I pinched her right back. “Nah. We still have brats. My sister thought I’d scare you away with my burgers anyway. She claims that I can be—and I quote—‘a little heavy-handed with the seasoning.’”

Her head popped up, her gaze finding mine. Color had returned to her face, but surprise was still very much present. “You told your sister about me?”

Technically yes and no.

I smoothed down the unruly blond hairs attempting to free themselves from the confines of her braids. “Is there something wrong with that?”

“Not at all.” She grinned, biting her lip in a failed attempt to hide it.

“What about you? Have you told anyone about me yet?”

She crinkled her nose and grimaced. “Mark’s been working a lot, so I haven’t seen him much since you stopped glowering at me all the time.”

I rolled my eyes. “I didn’t glower at you.”

“Fine. Smolder. Is that better?”

“Marginally.”

“Aaron’s usually my go-to guy for all things dating when I meet someone new. But he’s been going through a lot with the settlement and all. It hasn’t been the right time.” Something facetious spread across her features. “Besides, despite your mouth being magnetized by mine, I’m not sure what there is to tell him yet. It’s not like I know anything about his accounting professionals or anything. But that’s neither here nor there. What’d you say to your sister?”

I relaxed deeper into the mattress. “Just that I met a woman with a foliage fetish who flashed me at the courthouse and then tried to kill me with peanut butter cookies.”

“Mmm,” she hummed. “So only the good stuff?”

Laughing, I tickled her side. “It’s all been good stuff.”

She dissolved into giggles while batting my hands away. “Bowen, stop.”

Sugar let out a loud yip and we both turned to look. At the attention, he started playing pattycake with the door again.

“How long have you had them?” she asked.

“Clyde, the big one, I’ve had since shortly after I graduated college. I’ve only had Sugar for about a year though. There’s still a lot of puppy in him.”

“Him?” She sat all the way up and crisscrossed her legs between us, both of her knees touching my side. “You named a boy dog Sugar?”

I shifted uncomfortably. Fuck. I hated the constant tiptoeing around my life. She was going to get quiet and apologize, which would make me feel like a grade-A asshole again. And hell, maybe I was. But if I wanted to keep her—and I did, desperately so—I needed to start opening up.

“He was Sally’s dog.”

Her eyes flared, but I had to give her credit. She was quick to cover it. “Was that your fiancée?”

Bringing us back to eye level, I sat up and used the pillows to prop myself up. With one swift push off the ground, I sent the swing gliding. “Yeah.”

“That makes more sense.”

I wasn’t sure if she realized she did it, but her gaze flashed around the porch, a silent inspection of sorts. She didn’t need to ask the question for me to know what she was thinking.

“She never lived here,” I stated. “In case that’s what you’re wondering.”

Remorse filled her eyes as they once again landed on me. “I wasn’t going to pry.”

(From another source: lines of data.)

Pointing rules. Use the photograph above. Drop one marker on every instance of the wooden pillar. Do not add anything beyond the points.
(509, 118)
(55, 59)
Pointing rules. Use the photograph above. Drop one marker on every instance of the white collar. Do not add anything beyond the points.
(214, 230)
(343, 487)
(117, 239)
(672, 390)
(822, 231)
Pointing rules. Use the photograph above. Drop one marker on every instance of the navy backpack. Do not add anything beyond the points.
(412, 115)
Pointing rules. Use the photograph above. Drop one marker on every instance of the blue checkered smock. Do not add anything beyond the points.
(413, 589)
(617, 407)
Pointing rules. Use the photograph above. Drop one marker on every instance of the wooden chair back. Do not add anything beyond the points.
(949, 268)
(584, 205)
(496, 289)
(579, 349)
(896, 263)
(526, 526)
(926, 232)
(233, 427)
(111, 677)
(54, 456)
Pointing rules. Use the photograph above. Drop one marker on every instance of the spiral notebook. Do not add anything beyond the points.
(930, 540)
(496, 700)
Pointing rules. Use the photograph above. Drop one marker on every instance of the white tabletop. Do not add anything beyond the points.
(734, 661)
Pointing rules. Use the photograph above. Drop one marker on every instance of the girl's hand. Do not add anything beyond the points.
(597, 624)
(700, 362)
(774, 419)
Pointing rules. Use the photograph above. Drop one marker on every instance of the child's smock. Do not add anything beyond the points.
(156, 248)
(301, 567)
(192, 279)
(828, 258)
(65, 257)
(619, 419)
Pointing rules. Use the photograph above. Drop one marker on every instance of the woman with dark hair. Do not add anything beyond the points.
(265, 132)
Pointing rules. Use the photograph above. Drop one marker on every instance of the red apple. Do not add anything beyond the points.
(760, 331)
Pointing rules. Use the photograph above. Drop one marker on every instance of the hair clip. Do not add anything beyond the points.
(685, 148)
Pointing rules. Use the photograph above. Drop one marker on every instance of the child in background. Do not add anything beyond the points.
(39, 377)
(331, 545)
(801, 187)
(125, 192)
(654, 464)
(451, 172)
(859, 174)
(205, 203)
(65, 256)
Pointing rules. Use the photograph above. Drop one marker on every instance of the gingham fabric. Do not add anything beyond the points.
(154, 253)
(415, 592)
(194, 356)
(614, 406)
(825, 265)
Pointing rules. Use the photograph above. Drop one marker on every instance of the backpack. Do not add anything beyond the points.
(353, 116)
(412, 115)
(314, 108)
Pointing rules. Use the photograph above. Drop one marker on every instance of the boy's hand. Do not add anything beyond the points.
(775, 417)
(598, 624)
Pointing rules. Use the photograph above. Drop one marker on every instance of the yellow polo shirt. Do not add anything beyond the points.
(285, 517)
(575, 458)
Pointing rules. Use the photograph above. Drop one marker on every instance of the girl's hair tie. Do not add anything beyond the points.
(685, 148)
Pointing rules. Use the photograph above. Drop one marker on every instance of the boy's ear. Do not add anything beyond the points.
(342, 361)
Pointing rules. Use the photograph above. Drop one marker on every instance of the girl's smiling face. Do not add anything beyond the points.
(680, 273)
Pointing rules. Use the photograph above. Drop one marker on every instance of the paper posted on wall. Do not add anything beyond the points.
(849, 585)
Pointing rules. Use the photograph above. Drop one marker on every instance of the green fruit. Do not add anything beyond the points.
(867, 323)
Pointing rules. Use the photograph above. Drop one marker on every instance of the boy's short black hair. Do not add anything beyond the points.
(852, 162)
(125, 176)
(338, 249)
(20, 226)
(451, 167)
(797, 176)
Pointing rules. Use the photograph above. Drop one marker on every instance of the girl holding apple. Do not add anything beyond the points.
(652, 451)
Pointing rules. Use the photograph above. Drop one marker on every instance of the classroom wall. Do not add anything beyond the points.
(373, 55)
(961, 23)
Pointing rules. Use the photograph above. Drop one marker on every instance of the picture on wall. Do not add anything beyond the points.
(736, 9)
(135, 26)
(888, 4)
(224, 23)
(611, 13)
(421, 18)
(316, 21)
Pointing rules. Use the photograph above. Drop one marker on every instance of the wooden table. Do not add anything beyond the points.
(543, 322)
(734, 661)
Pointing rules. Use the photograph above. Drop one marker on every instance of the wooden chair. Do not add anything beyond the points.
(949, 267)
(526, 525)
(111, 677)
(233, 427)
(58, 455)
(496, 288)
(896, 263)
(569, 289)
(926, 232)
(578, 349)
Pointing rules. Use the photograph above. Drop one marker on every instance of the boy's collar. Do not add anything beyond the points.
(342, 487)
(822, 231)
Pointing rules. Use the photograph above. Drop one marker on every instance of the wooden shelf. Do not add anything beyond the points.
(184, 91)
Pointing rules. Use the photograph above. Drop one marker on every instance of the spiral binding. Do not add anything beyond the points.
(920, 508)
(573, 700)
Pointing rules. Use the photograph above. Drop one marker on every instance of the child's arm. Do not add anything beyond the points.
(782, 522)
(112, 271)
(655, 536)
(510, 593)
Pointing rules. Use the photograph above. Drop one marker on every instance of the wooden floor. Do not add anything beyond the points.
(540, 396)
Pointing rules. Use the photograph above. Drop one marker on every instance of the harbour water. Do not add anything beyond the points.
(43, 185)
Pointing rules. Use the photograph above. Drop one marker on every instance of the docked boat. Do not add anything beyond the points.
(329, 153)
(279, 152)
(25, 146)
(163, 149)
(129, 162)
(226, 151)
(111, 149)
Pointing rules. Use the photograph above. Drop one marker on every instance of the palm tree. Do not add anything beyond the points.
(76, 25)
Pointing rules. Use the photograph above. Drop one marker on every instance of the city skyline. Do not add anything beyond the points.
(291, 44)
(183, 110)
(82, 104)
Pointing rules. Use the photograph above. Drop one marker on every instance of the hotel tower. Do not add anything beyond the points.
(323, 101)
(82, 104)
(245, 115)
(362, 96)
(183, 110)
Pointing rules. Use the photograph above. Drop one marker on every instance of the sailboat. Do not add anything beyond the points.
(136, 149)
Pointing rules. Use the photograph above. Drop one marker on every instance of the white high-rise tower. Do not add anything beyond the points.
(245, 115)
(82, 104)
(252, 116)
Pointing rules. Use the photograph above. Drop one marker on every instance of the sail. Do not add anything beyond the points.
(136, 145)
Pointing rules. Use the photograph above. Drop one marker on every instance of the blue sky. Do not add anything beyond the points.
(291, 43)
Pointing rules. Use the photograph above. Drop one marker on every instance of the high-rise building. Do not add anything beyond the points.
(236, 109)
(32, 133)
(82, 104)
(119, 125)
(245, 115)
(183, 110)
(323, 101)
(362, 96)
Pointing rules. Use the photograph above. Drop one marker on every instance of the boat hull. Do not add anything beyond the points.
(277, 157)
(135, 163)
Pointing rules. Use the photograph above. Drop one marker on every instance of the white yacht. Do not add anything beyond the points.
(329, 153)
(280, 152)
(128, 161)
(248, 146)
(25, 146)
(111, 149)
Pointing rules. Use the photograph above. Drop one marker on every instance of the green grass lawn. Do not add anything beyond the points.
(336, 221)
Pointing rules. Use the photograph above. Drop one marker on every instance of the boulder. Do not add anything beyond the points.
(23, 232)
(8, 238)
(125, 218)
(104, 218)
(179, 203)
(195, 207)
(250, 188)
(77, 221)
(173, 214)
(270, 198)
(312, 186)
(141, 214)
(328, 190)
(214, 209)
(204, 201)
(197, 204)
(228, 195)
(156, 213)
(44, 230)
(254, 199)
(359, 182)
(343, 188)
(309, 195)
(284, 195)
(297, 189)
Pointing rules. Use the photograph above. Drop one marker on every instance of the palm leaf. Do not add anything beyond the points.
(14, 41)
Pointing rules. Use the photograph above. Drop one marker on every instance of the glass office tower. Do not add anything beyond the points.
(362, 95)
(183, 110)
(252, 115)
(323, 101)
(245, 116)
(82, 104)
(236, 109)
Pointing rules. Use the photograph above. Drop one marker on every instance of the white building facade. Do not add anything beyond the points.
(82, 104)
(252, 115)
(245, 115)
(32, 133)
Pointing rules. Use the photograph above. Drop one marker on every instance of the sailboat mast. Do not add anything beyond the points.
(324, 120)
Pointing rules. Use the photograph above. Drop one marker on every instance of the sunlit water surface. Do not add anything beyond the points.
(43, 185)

“I know. But I wanted to tell you. Maybe crack the door for a minute.” I willed myself to let the moment happen, to open up just enough. “Before the crash, she lived through the unimaginable, Remi. And no matter how hard I tried, I couldn’t fix the world for her. I’d love to tell you more about her, but in order to do that, I’d have to tell you all the ways I’d failed her. So let’s make a deal. You can ask me anything you want about Sally or the plane crash. But if I can’t answer you right away, we put it on pause and come back to it when I can.”

I expected her brilliant smile.

I expected her to look me in the eye and tell me none of it mattered—even though we both knew it did.

I even expected a barrage of questions she’d been mulling over all week.

But I never thought the first thing to come out of her mouth would be, “I’m not sure not being able to fix the world for someone counts as a failure. That’s a tall order even for a man like you, Bowen.”

My heart stopped as she inched closer, the crickets serenading us as the sun lazily slipped away.

“It may not have turned out the way you hoped, but—in my opinion—loving someone through, despite, and after the impossible is quite literally the definition of success in a relationship.”